= Magnetic slime robot =

Soft Robotic Magnetic Slime

The (left) magnetic slime robot inside a model of a stomach, (right) the robot by itself.

A magnetic slime robot is a self-healing soft robot made up of polyvinyl alcohol, borax and neodymium magnet particles. It was co-created by professor Li Zhang of Chinese University of Hong Kong. It is a non-Newtonian fluid that behaves like a liquid or solid depending on force, having "visco-elastic properties". The robot is developed by and could be deployed inside the human body to perform tasks such as retrieving objects out of it. Contrary to its name, it currently does not have a robot in it, and is only controlled by magnets. It can reach speeds of 30 millimeters per second.

== Properties ==
Magnetic slime robot is in the form of a blob of slime. It is said to be able to make C and O shapes with its body, and these robots could navigate passages as small as 1.5 millimeters. Its self-healing properties make it able to connect with other separate parts of itself to make a whole. It is made of neodymium magnet particles, which make the slime magnetic, and allow the slime to stretch when being attracted to metal.

== Hypothetical uses ==
It is believed that this kind of magnetic robot could extract unhealthy objects ingested by humans, and possibly traverse out of the body with the ingested object with it, and scientists state that the slime is capable of “transporting harmful things”. The robot could be used to be deployed into the human body to retrieve objects that were possibly accidentally ingested. Zhang states that the slime can prevent toxic electrolytes from leaking out by performing encapsulation, and create a kind of coating around the object that is leaking. It can go inside of a child's body.
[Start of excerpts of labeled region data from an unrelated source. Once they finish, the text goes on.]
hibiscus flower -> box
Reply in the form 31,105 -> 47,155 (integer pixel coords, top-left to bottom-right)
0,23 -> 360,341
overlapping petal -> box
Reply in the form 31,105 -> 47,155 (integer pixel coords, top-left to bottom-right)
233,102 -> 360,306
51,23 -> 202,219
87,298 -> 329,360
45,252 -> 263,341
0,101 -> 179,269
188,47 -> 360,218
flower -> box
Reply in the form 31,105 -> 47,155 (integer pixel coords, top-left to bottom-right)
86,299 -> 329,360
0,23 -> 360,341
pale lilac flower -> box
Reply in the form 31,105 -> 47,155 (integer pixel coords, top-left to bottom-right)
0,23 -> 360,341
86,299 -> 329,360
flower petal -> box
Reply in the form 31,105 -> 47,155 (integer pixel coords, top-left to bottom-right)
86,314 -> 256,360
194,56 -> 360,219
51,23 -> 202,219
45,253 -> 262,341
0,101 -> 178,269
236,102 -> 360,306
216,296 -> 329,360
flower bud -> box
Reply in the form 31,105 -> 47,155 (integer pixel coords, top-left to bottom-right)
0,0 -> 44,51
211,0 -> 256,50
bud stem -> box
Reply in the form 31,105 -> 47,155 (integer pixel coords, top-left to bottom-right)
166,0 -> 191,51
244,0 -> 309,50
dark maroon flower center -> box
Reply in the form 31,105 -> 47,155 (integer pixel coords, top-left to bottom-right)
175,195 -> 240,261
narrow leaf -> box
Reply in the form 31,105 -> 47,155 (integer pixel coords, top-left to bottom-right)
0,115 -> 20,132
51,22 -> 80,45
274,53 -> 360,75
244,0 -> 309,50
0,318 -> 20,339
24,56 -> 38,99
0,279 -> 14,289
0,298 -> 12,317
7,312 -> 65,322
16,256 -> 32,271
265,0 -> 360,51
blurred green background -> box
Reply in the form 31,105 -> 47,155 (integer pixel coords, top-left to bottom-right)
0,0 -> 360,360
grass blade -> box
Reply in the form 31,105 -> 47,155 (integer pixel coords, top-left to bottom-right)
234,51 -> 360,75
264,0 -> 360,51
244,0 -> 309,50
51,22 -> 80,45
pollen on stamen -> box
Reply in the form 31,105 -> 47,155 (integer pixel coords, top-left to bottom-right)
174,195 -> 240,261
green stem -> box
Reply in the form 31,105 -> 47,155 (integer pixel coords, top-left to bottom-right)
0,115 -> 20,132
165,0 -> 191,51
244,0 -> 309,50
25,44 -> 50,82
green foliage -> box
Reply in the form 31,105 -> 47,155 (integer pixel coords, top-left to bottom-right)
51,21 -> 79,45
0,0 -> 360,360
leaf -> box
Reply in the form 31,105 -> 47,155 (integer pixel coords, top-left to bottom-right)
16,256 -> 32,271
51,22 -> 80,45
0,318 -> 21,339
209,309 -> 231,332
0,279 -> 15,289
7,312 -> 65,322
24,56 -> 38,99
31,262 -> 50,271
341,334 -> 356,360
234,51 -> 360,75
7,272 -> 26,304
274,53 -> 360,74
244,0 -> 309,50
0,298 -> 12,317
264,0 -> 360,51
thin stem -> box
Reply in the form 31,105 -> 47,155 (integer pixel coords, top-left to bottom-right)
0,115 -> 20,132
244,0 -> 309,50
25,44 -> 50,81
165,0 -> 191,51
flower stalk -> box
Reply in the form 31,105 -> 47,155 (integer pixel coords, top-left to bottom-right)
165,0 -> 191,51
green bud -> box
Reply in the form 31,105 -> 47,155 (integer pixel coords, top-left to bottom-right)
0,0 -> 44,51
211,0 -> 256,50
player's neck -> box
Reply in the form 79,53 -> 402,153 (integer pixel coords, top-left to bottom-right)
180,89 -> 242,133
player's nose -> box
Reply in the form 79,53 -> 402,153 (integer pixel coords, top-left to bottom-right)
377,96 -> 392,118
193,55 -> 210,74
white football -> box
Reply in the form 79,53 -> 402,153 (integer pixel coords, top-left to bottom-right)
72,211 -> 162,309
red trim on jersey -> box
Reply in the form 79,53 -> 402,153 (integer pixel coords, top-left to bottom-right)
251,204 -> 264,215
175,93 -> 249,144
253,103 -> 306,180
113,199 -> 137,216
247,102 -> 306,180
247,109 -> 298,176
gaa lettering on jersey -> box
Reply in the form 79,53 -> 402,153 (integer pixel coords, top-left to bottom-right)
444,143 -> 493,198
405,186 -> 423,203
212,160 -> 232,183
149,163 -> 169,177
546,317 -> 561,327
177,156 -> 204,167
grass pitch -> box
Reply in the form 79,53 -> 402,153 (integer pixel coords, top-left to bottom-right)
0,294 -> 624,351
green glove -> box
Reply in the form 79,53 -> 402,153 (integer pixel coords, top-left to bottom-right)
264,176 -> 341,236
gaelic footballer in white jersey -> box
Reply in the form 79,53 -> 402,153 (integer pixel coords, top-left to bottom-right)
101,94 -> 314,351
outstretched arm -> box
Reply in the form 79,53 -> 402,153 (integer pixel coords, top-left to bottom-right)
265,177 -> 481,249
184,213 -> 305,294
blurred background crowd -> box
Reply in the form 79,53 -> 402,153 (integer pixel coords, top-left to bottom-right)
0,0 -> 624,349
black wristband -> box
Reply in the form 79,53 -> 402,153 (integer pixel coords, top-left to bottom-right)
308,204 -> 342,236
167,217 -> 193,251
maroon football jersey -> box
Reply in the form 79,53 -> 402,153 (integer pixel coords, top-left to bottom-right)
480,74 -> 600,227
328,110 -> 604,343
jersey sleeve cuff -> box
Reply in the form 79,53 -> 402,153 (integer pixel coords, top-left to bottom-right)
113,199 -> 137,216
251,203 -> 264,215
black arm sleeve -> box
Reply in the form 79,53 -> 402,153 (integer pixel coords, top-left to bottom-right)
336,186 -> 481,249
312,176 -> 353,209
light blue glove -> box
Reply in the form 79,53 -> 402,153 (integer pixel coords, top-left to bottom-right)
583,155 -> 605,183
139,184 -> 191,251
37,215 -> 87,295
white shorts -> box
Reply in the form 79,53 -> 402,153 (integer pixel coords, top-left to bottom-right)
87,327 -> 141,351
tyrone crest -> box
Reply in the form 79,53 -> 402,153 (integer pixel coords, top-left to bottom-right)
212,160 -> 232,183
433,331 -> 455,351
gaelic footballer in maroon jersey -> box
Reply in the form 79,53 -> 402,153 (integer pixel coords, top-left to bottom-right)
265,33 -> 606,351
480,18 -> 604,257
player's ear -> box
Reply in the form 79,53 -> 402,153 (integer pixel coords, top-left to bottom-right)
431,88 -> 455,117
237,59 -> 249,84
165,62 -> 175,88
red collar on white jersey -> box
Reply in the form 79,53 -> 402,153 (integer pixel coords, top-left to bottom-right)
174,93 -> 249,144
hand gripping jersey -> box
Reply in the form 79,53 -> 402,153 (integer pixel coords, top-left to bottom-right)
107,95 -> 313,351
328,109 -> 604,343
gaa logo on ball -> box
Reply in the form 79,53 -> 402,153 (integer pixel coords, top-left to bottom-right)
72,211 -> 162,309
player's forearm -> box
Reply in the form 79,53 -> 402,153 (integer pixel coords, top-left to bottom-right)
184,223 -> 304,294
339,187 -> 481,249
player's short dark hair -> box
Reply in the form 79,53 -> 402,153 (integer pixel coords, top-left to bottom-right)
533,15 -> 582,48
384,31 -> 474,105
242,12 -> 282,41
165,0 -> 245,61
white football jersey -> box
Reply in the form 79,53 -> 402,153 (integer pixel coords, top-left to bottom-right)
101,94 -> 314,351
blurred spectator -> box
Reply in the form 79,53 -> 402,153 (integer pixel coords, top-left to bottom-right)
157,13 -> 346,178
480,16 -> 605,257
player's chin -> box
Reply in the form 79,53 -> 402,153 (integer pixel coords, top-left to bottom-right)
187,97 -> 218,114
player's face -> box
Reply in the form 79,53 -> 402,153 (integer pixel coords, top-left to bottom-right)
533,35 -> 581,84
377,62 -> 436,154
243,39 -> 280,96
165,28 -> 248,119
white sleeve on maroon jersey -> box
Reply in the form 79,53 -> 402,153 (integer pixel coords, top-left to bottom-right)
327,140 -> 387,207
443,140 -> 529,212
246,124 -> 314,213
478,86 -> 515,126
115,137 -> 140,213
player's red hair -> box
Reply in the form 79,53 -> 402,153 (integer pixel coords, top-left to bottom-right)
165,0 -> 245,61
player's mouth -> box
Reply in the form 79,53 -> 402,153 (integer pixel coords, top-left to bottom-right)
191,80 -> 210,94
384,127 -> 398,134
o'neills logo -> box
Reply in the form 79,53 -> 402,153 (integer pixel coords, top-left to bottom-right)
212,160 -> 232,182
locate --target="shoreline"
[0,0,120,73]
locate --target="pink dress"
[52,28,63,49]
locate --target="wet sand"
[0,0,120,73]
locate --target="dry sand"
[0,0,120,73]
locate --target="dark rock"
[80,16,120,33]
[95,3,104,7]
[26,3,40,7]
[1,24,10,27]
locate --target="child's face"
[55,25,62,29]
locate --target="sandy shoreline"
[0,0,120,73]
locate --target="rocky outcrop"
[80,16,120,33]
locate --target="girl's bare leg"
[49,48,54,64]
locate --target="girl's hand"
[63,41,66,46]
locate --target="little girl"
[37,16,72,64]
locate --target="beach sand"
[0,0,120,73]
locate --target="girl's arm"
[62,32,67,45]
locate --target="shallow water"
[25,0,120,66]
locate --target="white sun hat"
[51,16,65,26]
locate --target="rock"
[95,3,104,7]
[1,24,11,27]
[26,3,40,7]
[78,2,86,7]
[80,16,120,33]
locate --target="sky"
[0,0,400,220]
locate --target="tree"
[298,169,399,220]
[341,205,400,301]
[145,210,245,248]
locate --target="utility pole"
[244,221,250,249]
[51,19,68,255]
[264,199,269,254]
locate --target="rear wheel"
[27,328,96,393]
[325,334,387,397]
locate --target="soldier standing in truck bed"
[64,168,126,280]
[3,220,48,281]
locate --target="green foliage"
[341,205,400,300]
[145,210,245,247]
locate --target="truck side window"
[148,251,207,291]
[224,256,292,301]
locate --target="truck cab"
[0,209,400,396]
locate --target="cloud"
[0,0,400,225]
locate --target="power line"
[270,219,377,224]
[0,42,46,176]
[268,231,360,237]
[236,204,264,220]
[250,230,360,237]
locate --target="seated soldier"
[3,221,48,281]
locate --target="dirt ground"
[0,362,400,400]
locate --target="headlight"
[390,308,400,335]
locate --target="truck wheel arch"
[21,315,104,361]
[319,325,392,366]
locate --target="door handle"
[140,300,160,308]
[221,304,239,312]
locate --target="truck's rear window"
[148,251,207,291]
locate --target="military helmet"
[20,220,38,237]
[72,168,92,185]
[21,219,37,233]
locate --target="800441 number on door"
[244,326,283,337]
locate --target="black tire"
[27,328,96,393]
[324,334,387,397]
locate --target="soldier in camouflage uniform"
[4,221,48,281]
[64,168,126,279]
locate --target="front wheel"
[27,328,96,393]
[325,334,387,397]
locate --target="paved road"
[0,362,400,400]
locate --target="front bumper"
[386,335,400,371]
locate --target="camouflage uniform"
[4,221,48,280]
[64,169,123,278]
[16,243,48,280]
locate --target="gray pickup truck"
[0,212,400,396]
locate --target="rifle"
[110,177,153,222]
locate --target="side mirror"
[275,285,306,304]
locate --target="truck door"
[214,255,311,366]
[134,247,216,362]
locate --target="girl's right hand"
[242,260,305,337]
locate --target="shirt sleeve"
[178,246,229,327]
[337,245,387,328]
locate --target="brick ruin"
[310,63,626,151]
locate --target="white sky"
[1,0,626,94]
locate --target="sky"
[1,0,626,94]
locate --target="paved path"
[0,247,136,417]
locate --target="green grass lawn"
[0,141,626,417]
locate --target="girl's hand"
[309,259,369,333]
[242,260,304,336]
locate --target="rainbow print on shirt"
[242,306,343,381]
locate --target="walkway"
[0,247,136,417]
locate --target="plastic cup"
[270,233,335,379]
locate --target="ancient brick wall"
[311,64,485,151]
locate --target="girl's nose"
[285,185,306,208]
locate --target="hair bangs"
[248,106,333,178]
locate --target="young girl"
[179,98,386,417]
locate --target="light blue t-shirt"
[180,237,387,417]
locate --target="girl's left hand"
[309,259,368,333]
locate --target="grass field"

Despite the possible health benefits this "robot" can provide, it is currently toxic to ingest for humans, and will leak out toxic neodymium particles into the body. Researchers coated the slime robot in silicon dioxide to make a protective layer in the belief that it will prevent the slime from having neodymium leak into human insides. Zhang states that the safety of the slime being in the human body is dependent on the time it stays inside.

=== Electrical ===
The magnetic slime robot is shown and told to be able to conduct electricity, and to pull wires together. Scientists state that the robotic slime is capable of “circuit switching and repair,”.